The U.S. accusation of the so-called "ethnic genocide" and "human rights violations" in China's Xinjiang is an outright lie of the century and a vicious political scheme orchestrated and staged by none other than the United States, which China firmly opposes and sternly rejects, Dai said.

"The truth will surely give the United States and its malicious and blind followers a resounding slap in the face," he said, adding that the United States knows genocide the best.

Since the founding of the United States, the U.S. government had developed policies to slaughter and plunder American Indians in an intentional and systematic way, decimating their population to 250,000 at the beginning of the 20th century from 5 million in 1492, Dai noted, adding this is an original sin that the United States cannot shake off.

According to a Lancet report published in October 2021, Dai noted, about 30,800 people in the United States died from police violence from 1980 to 2018, and non-Hispanic Black Americans were estimated to be 3.5 times more likely to die from such violence than non-Hispanic white Americans during that period.

Anti-Asian hate crimes in the United States, instigated by U.S. politicians, have been surging ever since the outbreak of the COVID-19 pandemic, Dai said, noting that such crimes in New York City rose 361 percent in 2021 compared to 2020.

"May I ask the U.S. representative: When will you give the American Indians an explanation?
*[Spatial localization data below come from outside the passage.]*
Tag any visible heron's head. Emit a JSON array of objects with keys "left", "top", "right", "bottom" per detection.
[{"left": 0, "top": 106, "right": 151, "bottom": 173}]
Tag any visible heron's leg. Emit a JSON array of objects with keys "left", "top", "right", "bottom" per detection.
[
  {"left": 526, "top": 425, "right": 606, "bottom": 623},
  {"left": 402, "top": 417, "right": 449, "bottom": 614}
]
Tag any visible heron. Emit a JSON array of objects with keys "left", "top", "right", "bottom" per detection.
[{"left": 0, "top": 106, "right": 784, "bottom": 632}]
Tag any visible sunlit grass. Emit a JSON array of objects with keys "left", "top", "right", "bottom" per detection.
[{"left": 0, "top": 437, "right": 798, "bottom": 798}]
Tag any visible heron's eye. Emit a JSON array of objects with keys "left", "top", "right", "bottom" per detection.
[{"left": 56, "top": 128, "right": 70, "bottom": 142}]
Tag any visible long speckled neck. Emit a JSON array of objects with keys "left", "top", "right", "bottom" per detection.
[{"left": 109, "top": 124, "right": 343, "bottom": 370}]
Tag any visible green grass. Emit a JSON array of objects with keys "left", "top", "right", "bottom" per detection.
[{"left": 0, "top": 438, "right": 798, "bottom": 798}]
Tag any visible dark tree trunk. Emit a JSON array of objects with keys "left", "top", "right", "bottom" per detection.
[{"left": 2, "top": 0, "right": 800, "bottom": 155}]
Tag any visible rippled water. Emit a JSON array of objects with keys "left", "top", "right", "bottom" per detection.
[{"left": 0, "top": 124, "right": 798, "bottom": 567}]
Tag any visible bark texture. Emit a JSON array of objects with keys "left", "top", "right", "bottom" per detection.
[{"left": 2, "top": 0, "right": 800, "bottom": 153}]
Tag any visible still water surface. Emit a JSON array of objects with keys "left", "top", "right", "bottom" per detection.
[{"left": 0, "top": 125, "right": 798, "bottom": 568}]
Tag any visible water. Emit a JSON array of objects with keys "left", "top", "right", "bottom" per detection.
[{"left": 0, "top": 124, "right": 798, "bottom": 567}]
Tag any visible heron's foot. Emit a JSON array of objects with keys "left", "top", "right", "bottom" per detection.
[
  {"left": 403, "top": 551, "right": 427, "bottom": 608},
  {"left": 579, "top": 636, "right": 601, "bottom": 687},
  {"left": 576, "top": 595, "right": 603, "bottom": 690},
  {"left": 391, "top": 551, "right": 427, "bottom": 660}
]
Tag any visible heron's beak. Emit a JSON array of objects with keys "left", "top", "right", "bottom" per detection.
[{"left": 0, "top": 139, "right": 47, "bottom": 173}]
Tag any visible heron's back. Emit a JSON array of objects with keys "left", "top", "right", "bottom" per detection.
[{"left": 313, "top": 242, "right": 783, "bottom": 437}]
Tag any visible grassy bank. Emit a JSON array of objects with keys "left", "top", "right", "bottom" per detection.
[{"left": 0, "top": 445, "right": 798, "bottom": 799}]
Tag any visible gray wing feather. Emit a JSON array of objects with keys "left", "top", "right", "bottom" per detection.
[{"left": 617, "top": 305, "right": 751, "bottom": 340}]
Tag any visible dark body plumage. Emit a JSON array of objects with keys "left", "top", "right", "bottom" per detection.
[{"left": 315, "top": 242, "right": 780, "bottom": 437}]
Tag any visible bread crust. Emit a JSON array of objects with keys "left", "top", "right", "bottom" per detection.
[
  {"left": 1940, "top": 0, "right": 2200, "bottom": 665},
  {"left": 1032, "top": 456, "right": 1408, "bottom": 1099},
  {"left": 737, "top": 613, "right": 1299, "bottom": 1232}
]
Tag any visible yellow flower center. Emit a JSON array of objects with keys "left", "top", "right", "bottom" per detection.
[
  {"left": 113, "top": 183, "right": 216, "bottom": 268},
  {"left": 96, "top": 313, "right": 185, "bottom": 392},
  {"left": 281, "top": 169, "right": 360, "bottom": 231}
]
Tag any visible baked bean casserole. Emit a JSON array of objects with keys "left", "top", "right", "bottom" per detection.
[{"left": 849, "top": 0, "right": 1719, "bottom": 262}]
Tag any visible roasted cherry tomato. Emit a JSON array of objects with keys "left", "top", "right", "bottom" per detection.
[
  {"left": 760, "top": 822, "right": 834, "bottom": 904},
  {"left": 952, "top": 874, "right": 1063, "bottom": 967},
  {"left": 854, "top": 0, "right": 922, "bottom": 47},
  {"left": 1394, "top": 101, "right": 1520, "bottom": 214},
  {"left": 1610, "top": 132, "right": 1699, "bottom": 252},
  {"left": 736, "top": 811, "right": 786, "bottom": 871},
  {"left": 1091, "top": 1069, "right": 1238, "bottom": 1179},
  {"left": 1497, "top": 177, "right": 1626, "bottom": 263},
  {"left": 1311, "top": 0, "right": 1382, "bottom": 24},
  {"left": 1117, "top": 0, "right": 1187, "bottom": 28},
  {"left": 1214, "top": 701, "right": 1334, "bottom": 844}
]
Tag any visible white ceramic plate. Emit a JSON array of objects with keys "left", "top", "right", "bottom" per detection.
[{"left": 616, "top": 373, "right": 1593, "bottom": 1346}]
When will you be able to give the ethnic minorities a real sense of fairness and justice? When will you ratify the Convention on the Elimination of All Forms of Discrimination Against Women? When will you offer genuine safety and protection to Asian women who are victims of hatred and violence?" Dai said.

He urged the United States to put away arrogance and prejudice, abandon double standards, and stop pointing an accusing finger at other countries as soon as possible.

"We all know very well what the human rights situation is like in the United States. I hope that the United States will come around to face up to its mistakes and correct them, rather than knowingly leaving them be," said Dai.